Share your dilemmas and get honest opinions from other Mumsnetters.

To hate MIL’s ‘advice’?

126 replies

Sleepdeprived91 · 05/12/2017 09:25

I’m a first time mum and I have a beautiful 6 month old daughter. My MIL has always been opinionated but I’ve laughed it off but now it’s about my parenting I can’t stand her and think she’s being very rude. My DP says she is just giving advise and her top tips for parenting but I’m not sure. She has said my DD cries because she isn’t BF (she was for 8 weeks but it was too painful), she also had quite severe colic and reflux which she also blames on not being breastfed.

MIL pulls out DD dummy when she sees her because she said she doesn’t want her to have one. DD is also very clingy so co-sleeps for most of the night, MIL has said this is entirely my fault and DD will sleep in her cot if I put her in there, she does start off her night in there but by around 2am she wakes for a feed and won’t sleep again unless in my bed.

She has a strange hold over my DP and has even tried to convince him to change the date of our wedding by 4 Months because she wants us to have a summer wedding.

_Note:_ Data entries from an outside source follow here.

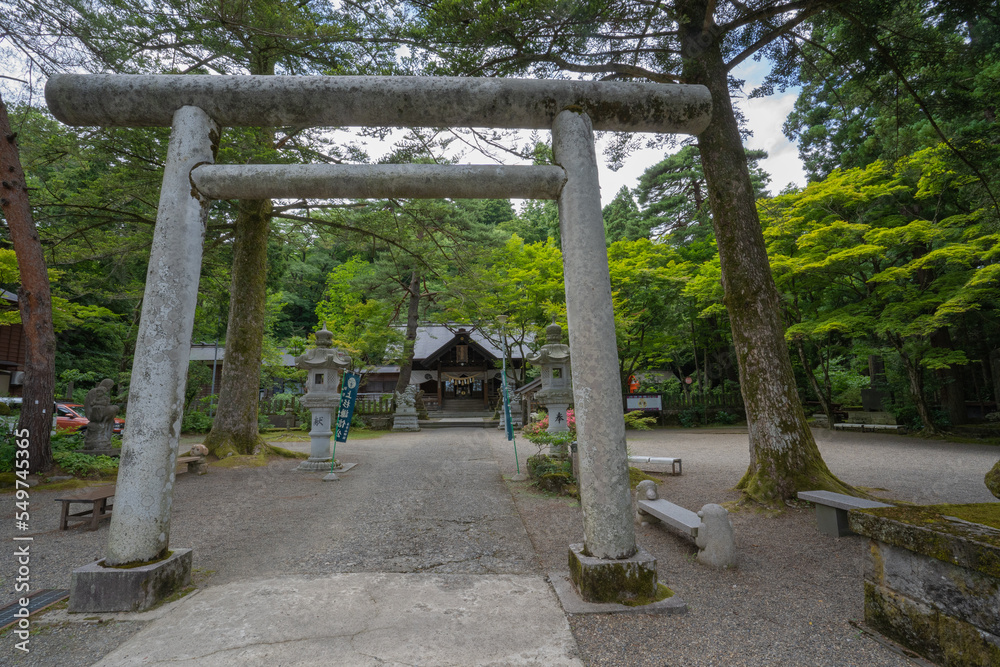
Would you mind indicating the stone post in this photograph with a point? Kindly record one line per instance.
(324, 363)
(604, 483)
(405, 417)
(140, 523)
(557, 382)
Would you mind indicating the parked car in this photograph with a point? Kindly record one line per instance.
(78, 408)
(68, 419)
(9, 422)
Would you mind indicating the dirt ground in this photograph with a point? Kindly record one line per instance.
(444, 501)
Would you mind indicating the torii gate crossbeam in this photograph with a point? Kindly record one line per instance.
(196, 107)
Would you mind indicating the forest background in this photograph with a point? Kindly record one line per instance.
(888, 253)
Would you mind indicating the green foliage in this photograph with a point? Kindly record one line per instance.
(690, 417)
(552, 474)
(638, 421)
(725, 418)
(85, 465)
(621, 219)
(196, 421)
(361, 325)
(65, 455)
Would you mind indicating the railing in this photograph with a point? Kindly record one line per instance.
(374, 404)
(684, 401)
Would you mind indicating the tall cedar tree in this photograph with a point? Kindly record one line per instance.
(34, 301)
(666, 43)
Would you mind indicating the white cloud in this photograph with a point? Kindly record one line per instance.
(765, 116)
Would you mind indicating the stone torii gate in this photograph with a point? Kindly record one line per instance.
(197, 107)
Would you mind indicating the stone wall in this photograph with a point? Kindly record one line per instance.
(932, 582)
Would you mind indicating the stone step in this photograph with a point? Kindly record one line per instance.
(457, 423)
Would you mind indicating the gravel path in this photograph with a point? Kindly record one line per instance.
(435, 502)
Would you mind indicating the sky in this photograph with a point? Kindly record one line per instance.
(765, 117)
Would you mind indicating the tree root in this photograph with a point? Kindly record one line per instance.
(775, 481)
(223, 445)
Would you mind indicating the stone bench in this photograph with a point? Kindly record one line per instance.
(832, 508)
(844, 426)
(197, 465)
(96, 497)
(655, 462)
(710, 527)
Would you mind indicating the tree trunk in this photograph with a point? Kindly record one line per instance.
(234, 430)
(784, 458)
(952, 381)
(995, 376)
(34, 302)
(916, 385)
(412, 319)
(824, 401)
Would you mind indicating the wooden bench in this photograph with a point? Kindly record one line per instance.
(99, 507)
(675, 464)
(832, 508)
(673, 515)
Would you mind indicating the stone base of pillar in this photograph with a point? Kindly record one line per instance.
(95, 588)
(315, 465)
(625, 581)
(405, 422)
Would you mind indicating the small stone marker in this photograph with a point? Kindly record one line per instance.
(324, 363)
(715, 537)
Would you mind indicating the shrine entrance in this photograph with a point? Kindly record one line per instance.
(197, 107)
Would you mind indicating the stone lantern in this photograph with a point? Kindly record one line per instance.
(556, 393)
(324, 363)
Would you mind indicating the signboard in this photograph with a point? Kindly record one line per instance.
(508, 422)
(345, 409)
(644, 402)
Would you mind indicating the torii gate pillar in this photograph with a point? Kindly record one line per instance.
(608, 566)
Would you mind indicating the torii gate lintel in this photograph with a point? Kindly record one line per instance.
(196, 106)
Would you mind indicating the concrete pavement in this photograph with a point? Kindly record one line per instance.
(361, 619)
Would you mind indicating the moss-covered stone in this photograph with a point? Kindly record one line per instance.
(992, 479)
(285, 453)
(927, 631)
(629, 581)
(935, 531)
(238, 461)
(635, 476)
(776, 476)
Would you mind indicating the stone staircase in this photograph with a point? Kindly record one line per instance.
(460, 413)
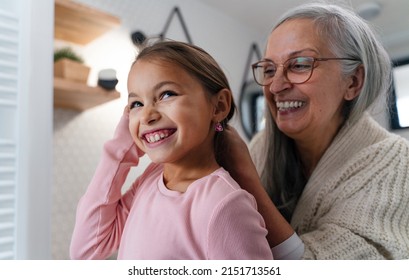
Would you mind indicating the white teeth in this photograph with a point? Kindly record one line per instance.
(281, 106)
(155, 137)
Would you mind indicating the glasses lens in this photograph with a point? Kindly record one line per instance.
(264, 72)
(299, 69)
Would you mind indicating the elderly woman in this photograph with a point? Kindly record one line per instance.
(336, 184)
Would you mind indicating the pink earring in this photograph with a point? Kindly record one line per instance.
(218, 127)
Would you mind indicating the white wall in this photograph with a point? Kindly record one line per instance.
(34, 130)
(78, 137)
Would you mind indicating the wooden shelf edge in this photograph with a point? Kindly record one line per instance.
(80, 24)
(78, 96)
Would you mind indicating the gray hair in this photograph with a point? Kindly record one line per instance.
(348, 36)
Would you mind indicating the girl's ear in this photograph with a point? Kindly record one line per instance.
(222, 105)
(356, 83)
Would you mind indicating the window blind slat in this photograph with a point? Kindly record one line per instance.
(8, 135)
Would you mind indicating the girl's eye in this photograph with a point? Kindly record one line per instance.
(167, 94)
(135, 104)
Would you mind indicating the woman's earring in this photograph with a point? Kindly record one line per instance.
(218, 127)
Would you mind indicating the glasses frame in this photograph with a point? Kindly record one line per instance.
(285, 68)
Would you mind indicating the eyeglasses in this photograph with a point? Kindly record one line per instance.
(297, 70)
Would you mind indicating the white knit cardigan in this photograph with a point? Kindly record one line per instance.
(356, 203)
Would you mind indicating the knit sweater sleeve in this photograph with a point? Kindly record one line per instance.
(362, 212)
(102, 211)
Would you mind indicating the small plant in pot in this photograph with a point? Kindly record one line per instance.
(70, 66)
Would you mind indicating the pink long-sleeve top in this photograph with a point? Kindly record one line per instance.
(213, 219)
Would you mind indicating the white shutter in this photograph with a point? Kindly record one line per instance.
(8, 132)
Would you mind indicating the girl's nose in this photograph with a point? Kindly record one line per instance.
(149, 115)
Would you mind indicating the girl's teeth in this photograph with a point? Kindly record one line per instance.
(157, 136)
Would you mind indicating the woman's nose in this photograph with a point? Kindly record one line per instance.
(280, 82)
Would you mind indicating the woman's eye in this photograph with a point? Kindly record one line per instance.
(135, 104)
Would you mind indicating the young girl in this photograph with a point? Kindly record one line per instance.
(184, 205)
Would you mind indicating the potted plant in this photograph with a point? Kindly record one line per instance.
(70, 66)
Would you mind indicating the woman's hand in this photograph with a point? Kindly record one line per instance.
(236, 159)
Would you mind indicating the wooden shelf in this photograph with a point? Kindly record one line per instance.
(78, 96)
(80, 24)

When I was pregnant she would text me the same baby’s name every week and tell me that’s what it will be called if I gave birth to a boy.

DP doesn’t understand why her comments upset me and that none of it is actually advice but hurtful comments. I try my hardest not to be around her because she makes DP question my parenting. She has knelt next to me and DP many times whilst doing a nappy change to ‘check’ we are doing it correctly, apparently we never do it right!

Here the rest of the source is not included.